Color Fastness Properties of Dyed Fabrics a
Sta.: Staining on fibers, C.C.: color change
In the washing fastness tests, both color change results and reference fiber staining values were examined. Multifiber fabric containing 6 different fiber types was used to examine the staining values. Very good values were obtained both in terms of color change and in staining multifiber fabric. These values varied between 4-5 and 5.
Antibacterial effect tests of woolen fabrics dyed using Hypericum perforatum L. extract were also performed and the results presented in Table III. The antibacterial effect test was also performed for the woolen fabric sample that had not undergone dyeing (control). No antibacterial properties due to the wool fabric itself could be detected.

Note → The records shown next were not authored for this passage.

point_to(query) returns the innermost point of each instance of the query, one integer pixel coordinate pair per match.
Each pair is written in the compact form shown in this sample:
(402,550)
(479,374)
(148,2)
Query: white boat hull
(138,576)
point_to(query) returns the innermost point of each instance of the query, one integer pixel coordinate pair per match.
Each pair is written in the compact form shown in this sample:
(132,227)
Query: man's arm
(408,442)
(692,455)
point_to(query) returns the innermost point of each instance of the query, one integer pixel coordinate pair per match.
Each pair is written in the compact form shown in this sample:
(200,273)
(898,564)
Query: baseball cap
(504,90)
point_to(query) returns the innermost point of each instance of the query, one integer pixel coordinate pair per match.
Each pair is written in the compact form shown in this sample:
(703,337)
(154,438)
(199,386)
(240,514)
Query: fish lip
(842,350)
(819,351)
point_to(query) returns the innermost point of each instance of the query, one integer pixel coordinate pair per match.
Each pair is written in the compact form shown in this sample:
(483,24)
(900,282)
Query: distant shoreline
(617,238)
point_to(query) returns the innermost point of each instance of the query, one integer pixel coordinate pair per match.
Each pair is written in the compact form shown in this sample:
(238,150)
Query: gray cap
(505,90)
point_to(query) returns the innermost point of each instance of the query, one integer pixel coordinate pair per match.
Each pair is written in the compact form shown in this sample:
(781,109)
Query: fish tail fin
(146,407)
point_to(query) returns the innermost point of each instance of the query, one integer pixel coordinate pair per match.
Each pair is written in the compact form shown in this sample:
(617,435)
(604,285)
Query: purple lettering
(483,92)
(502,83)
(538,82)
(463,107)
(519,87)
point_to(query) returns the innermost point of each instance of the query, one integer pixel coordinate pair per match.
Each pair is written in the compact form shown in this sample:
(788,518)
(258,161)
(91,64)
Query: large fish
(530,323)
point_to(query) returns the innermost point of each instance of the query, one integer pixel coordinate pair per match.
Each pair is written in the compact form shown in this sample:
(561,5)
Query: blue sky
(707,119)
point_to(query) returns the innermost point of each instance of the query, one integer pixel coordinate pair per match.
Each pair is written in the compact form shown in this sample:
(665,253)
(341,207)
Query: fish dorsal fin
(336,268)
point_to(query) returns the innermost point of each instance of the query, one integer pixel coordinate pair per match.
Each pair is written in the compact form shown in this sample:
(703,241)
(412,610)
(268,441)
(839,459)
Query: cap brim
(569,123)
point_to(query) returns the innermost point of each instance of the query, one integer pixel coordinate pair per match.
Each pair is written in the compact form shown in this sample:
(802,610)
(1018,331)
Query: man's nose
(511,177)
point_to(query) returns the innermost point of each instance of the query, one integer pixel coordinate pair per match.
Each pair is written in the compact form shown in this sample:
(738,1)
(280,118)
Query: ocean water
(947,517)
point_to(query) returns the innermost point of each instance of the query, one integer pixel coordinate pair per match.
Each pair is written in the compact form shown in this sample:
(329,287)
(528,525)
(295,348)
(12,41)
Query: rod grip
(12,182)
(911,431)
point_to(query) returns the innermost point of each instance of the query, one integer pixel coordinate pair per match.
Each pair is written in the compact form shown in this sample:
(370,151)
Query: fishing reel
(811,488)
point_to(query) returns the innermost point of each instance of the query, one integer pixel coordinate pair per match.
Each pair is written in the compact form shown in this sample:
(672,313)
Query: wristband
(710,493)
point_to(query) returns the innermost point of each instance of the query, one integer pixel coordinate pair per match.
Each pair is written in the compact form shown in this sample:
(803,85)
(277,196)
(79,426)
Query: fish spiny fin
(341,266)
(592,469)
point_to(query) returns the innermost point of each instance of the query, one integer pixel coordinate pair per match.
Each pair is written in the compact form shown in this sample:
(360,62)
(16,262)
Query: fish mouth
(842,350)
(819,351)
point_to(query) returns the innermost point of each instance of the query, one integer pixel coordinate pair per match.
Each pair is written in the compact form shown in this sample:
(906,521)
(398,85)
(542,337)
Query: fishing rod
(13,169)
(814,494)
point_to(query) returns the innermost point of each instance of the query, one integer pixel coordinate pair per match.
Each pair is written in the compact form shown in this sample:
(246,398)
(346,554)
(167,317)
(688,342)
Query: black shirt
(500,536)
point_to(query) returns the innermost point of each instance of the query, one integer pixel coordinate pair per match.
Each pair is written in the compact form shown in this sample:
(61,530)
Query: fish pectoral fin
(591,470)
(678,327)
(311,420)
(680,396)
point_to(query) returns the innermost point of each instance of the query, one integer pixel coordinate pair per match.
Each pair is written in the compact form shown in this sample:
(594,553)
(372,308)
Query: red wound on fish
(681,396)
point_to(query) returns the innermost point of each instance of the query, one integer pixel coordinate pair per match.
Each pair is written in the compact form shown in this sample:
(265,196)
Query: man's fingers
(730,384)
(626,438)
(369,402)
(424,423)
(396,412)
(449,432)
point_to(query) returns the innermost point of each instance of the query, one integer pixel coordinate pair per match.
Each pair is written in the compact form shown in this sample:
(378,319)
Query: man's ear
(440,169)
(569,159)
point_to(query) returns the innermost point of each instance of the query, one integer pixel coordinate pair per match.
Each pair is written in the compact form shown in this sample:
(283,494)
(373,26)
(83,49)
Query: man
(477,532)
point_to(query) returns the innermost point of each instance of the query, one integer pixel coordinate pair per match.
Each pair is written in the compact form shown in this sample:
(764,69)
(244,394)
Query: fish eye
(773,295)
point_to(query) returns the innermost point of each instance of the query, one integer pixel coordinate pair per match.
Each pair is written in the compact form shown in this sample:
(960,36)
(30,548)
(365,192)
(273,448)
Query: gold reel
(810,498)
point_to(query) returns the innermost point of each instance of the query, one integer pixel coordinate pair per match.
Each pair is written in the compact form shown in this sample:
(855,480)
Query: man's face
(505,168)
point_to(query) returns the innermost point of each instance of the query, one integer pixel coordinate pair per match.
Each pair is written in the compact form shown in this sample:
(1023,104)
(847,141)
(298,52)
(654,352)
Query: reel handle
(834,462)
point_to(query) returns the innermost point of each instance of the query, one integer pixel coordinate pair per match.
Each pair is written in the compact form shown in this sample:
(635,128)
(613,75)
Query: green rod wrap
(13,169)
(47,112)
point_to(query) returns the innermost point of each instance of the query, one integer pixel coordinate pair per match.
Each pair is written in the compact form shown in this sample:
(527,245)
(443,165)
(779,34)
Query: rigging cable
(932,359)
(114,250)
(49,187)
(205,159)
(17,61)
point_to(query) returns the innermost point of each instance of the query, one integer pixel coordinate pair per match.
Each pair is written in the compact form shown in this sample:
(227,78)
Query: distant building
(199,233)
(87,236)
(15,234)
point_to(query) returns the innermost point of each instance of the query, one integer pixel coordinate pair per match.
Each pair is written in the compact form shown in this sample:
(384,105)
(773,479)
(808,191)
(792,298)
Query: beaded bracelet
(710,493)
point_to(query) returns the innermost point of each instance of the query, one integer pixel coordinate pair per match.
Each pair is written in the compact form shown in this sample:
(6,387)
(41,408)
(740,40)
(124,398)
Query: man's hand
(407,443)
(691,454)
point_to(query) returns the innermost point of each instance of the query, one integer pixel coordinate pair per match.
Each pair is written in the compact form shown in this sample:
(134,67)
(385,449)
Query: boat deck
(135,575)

Antibacterial Efficacy of Dyed Samples
For all dyeing processes carried out with or without different mordant materials using H. perforatum extract, very good antibacterial values (99.99%) were obtained against S. aureus bacteria. In dyeing experiments without mordant, no antibacterial effect against E. coli bacteria were observed. Additionally, the woolen fabric sample obtained from dyeing using tin chloride mordant material did not show any antibacterial effect against E. coli bacteria. In all other dyeing experiments, 99.99% antibacterial effect against E. coli bacteria was obtained. In the antibacterial effect tests carried out as a result of washing the woolen fabrics 5 times according to the ISO 105-C10, 2006, Test A (1), the antibacterial effect values after washing were similar to those before washing.
ICP-MS analysis of Hypericum perforatum L. was performed and presented in Table IV. Values of 246.2 ppb Al, 20.52 ppb Cr, 233.7 ppb Fe, 4.029 ppb Cu, and 1.275 ×105 ppb Sn were detected in the analyzed H. perforatum. These elements in H. perforatum were thought to have an effect on the antibacterial properties.
ICP-MS Analysis of H. perforatum L.
Wool is composed of cuticles and a cortex, and only in the case of course wool, a medulla. The cuticle has valine, disulfide bond groups, and carboxyl groups, whereas the cortex makes up the main portion of the wool. It is made up of more than 18 amino acids, which can be divided into four distinct groups: cationic, anionic, nonpolar, and polar. The main functional groups include carboxyl (–COOH), amino (–NH2), and hydroxyl (–OH) groups; thus, the chemical properties were extremely active. In FTIR spectroscopy, the main characteristic peaks appeared between 1000 and 1700 cm−1, including amide I (1644 cm−1), amide II (1535 cm−1), and amide III (1239 cm−1) groups. The C–O contraction peak appeared between 1000 and 1300 cm−1. 22
When the FTIR analysis of dyed woolen fabrics was examined, no significant differences were found compared to the undyed woolen fabric. Similarly, when the SEM images were examined, no significant superficial image differences were found between the dyed and undyed woolen fabric samples (Fig. 7).
FTIR and SEM views of the dyed wool samples.
Conclusion
When choosing textile products, consumers prefer products that have been treated with antibacterial finishing. In this study, antibacterial properties were imparted on woolen fabrics by treatment with Hypericum perforatum L extract. Light and washing fastness tests of fabric samples dyed with H. perforatum extract were also performed. It was determined that H. perforatum extract can be used in coloring of woolen fabrics and provided sufficient light and washing fastness values. When antibacterial effect tests were examined, it was found that H. perforatum extract imparted antibacterial properties to woolen fabrics under various dyeing conditions.